More than 500 Department for Education staff have applied for pay-outs to quit under a “selective voluntary exit scheme” for staff “who don’t have the skills the department needs for the future”.
The aim is to get staffing numbers “closer” to 2020 levels.
According to official figures, the DfE and its agency the Education and Skills Funding Agency employed about 8,200 people when the scheme was launched in the autumn.
In pre-pandemic February 2020, the two organisations had a joint headcount of about 7,400.
If numbers are cut back to this level, this would mean a 10 per cent reduction, although the department insisted it was not a target-driven scheme.
A Freedom of Information request by Schools Week has revealed 555 applications were received during a two-week window before Christmas, about 7 per cent of staff.
The department said this was “broadly in line with expectations”.
“We are concentrating on having a skilled, effective workforce for the future that allows us to do the best we can for children and learners,” it said.
Staff are offered three weeks’ salary for each year of service if they leave by May.
The applications will be considered using a “robust and fair selection process” in which the DfE will consider the “skills the department needs for the future and the potential to realise efficiencies”.

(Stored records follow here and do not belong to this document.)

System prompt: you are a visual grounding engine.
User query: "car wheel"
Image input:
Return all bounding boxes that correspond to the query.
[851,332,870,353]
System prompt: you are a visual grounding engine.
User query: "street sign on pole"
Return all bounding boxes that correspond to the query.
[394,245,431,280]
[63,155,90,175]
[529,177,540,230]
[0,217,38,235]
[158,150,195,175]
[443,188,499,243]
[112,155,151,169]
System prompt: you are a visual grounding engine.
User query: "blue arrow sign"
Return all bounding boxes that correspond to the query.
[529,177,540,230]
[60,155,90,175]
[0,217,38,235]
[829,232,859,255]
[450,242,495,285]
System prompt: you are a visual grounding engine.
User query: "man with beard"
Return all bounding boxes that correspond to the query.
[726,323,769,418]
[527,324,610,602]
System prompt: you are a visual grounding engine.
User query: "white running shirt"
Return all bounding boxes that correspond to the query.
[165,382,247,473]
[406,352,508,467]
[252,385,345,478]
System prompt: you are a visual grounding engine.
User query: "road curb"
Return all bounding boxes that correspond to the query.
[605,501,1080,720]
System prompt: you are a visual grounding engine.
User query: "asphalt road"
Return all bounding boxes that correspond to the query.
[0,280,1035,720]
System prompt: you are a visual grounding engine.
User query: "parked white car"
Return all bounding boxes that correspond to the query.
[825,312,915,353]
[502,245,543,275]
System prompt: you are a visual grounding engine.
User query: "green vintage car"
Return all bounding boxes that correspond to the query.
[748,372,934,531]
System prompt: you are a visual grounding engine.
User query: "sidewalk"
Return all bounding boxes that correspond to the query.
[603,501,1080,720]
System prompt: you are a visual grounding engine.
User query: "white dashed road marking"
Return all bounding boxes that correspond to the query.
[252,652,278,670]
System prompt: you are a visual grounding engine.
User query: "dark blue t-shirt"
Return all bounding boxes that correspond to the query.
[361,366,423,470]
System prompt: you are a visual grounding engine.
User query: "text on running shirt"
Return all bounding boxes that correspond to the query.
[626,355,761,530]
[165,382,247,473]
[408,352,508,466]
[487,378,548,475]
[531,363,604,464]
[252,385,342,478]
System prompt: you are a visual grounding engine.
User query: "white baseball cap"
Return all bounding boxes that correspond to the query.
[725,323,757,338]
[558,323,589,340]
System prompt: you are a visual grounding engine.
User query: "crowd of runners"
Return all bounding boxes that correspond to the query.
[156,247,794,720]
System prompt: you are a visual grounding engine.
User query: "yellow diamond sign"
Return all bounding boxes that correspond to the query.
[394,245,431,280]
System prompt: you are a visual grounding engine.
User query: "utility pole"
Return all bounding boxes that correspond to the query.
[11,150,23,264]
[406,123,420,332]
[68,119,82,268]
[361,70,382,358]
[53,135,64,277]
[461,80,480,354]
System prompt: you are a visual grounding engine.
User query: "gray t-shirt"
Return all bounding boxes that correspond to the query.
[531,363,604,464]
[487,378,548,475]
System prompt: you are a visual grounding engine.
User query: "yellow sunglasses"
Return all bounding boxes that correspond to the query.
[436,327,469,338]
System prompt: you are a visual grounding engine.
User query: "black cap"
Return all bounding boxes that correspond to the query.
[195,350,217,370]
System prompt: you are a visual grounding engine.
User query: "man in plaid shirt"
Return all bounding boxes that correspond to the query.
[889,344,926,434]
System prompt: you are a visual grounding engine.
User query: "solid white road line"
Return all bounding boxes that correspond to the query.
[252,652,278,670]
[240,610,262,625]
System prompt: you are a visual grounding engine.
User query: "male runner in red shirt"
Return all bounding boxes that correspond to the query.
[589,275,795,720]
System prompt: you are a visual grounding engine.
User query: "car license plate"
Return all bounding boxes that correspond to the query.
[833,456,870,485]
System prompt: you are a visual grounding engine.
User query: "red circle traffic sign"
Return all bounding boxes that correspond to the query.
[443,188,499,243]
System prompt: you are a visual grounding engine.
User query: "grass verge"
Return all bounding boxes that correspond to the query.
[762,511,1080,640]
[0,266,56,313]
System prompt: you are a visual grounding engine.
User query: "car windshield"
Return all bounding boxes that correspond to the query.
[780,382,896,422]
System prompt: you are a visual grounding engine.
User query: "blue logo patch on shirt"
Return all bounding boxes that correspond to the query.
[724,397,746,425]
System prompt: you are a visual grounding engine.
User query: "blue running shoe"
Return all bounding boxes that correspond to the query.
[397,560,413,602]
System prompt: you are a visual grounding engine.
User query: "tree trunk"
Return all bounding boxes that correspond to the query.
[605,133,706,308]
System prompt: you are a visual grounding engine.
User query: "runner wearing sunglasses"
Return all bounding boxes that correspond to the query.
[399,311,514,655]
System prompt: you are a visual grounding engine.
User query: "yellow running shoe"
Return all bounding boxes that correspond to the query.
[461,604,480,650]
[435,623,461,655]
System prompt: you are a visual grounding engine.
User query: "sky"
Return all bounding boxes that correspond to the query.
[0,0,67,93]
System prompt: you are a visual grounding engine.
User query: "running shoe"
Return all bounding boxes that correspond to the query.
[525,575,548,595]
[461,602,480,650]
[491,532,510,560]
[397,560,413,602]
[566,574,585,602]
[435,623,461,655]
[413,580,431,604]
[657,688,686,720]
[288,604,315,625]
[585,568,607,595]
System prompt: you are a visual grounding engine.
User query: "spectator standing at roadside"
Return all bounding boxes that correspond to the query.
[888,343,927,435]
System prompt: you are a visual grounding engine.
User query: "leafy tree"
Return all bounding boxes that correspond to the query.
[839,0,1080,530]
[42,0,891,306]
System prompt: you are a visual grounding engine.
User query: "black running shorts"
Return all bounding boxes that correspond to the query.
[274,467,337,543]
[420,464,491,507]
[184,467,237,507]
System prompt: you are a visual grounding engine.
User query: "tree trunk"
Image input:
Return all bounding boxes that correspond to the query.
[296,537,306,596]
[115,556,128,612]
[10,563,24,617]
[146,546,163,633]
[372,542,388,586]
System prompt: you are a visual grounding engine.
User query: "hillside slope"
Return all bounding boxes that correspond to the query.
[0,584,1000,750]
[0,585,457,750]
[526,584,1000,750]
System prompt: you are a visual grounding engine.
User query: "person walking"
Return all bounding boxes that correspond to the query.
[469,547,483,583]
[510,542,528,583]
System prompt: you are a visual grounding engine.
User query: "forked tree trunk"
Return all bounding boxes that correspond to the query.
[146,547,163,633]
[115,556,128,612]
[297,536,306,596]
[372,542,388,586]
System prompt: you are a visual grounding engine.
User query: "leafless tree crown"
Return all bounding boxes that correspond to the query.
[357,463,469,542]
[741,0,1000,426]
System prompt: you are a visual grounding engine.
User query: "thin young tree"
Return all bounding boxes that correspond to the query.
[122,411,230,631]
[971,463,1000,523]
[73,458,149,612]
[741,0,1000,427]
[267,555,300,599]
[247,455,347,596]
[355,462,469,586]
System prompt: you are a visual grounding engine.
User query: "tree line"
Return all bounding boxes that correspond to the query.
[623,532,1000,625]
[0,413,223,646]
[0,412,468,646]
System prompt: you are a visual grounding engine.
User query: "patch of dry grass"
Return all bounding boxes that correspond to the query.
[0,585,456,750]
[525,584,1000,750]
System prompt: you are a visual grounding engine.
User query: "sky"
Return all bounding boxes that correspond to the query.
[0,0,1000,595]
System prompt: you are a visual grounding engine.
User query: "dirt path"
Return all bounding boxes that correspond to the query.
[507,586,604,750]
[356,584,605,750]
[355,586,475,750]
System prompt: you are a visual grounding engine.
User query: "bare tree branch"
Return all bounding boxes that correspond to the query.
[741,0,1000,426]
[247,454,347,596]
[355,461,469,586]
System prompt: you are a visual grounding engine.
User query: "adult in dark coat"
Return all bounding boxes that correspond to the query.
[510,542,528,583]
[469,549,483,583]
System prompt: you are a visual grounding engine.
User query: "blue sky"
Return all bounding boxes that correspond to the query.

The prime minister has asked every department to look for “the most effective ways to secure value and maximise efficiency within budgets”, although he axed plans last year to cut 91,000 civil service jobs over three years.
In October, the DfE’s staffing bill was about £40 million.
The FDA senior civil servants’ union previously expressed concern that there was “no real waste to be cut and minister priorities need to be delivered” at the DfE.